A multi-criteria logical based approach for optimal planning and assessment of rule-based hybrid load following micro combined heat and power systems

This study presents a logical based approach with constraint programming technique for applying rule-based hybrid strategies in the optimal planning of the micro cogeneration systems. Moreover, in this paper, a novel operation strategy that relied on the comparison of loss of supply probabilities for reducing the dependency on auxiliary systems and minimizing the production of redundant energy in micro cogeneration systems is also introduced. The presented approach is applied to evaluate the effectiveness of five operation strategies namely two basic, two common hybrid and the proposed hybrid strategy under three single optimization criteria for the total annual cost (TAC), primary energy consumption (PEC) and greenhouse gas generation (GHG) as well as one integrated criterion based on Utopia tracking method for the combination of these criteria. Three energy matching parameters are exploited to assess the performance of each strategy in matching the cogenerated energy carriers with the building demand requirements.

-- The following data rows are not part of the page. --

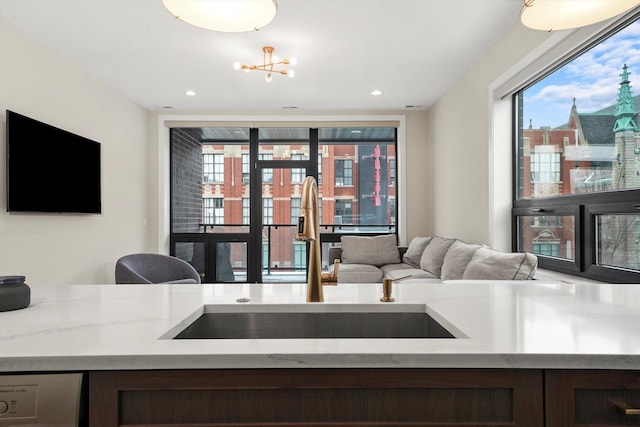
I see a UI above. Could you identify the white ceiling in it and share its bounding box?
[0,0,522,112]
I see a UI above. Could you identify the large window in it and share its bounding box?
[513,17,640,282]
[170,127,397,282]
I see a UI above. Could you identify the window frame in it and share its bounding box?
[335,159,353,187]
[512,13,640,283]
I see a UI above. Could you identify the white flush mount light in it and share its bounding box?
[520,0,640,31]
[162,0,278,33]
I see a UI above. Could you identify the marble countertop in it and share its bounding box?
[0,280,640,372]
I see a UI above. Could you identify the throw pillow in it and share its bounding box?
[402,237,431,268]
[420,236,456,278]
[462,248,538,280]
[440,240,481,280]
[340,234,400,266]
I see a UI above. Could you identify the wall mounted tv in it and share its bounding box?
[6,110,102,213]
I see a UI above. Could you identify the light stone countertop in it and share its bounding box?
[0,280,640,373]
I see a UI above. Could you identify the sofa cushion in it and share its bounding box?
[340,234,400,265]
[420,236,456,277]
[402,237,431,268]
[462,248,538,280]
[338,263,382,283]
[380,263,436,280]
[440,240,481,280]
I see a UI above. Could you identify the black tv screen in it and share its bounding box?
[6,110,102,213]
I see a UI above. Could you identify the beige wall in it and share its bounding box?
[0,15,560,284]
[0,21,155,284]
[427,22,549,250]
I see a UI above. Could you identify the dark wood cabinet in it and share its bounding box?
[89,369,544,427]
[545,370,640,427]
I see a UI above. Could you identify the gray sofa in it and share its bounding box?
[329,235,538,283]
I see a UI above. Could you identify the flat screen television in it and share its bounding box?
[6,110,102,214]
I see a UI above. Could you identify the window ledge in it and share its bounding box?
[534,268,607,285]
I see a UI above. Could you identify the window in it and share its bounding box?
[531,151,560,182]
[293,242,307,270]
[202,197,224,224]
[336,160,353,185]
[258,153,273,184]
[262,197,273,224]
[242,153,251,184]
[389,159,396,187]
[291,154,309,184]
[291,197,300,224]
[202,154,224,182]
[513,17,640,282]
[242,197,251,225]
[334,199,353,224]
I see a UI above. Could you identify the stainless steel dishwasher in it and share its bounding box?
[0,373,84,427]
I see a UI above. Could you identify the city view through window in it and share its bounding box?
[514,18,640,271]
[171,127,397,282]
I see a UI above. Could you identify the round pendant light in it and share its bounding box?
[520,0,640,31]
[162,0,278,33]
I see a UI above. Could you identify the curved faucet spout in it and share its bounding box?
[295,176,324,302]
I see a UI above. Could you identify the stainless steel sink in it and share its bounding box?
[167,304,455,339]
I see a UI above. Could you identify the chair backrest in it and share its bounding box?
[115,253,201,284]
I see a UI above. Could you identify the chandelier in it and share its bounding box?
[162,0,278,33]
[233,46,297,82]
[520,0,640,31]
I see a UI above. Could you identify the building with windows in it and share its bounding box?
[518,64,640,278]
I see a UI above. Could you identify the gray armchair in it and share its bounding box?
[116,254,200,284]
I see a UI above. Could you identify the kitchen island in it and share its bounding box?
[0,281,640,426]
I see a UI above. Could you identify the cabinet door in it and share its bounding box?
[545,370,640,427]
[90,369,543,427]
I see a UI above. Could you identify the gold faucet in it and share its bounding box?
[295,176,324,302]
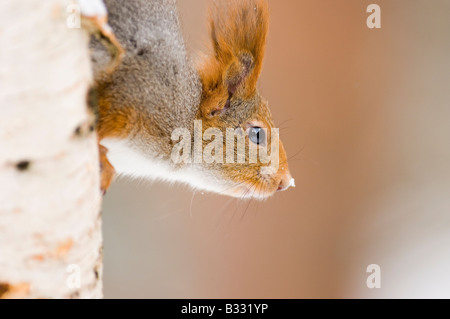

The analysis of the obtained results for four types of residential buildings indicates that the common hybrid strategy which maximizes the exploitation of cogeneration system, and the proposed strategy as the most suitable strategies for integrated criterion have been able to achieve the best compromise solutions with over 55%, 14% and 9% reductions in TAC, PEC and GHG respectively. While the proposed strategy can achieve higher reductions for TAC (up to 4.6%) as well as higher overall performance for energy matching (up to 2.5%) with the same limitations bounds for GHG and PEC in comparison to this common hybrid strategy. By analyzing the model uncertainties, the feed-in tariff for power generation with near 60% decrement in TAC is found as the most dominant economic parameter for sensitivity analysis while the capacity of the micro cogeneration unit with over 3% increment is detected as the most affected outcome for stochastic analysis.

Automated summary

This study introduces a logical based approach with constraint programming technique to apply rule-based hybrid strategies in optimal planning of micro cogeneration systems. Five operation strategies are evaluated under three optimization criteria, resulting in the common hybrid strategy and the proposed strategy as the most suitable for integrated criterion with significant reductions in total annual cost, primary energy consumption, and greenhouse gas generation. The proposed strategy achieves higher reductions in total annual cost and overall performance for energy matching compared to the common hybrid strategy. Sensitivity analysis reveals the feed-in tariff for power generation as the most dominant economic parameter, while stochastic analysis shows the capacity of the micro cogeneration unit as the most affected outcome.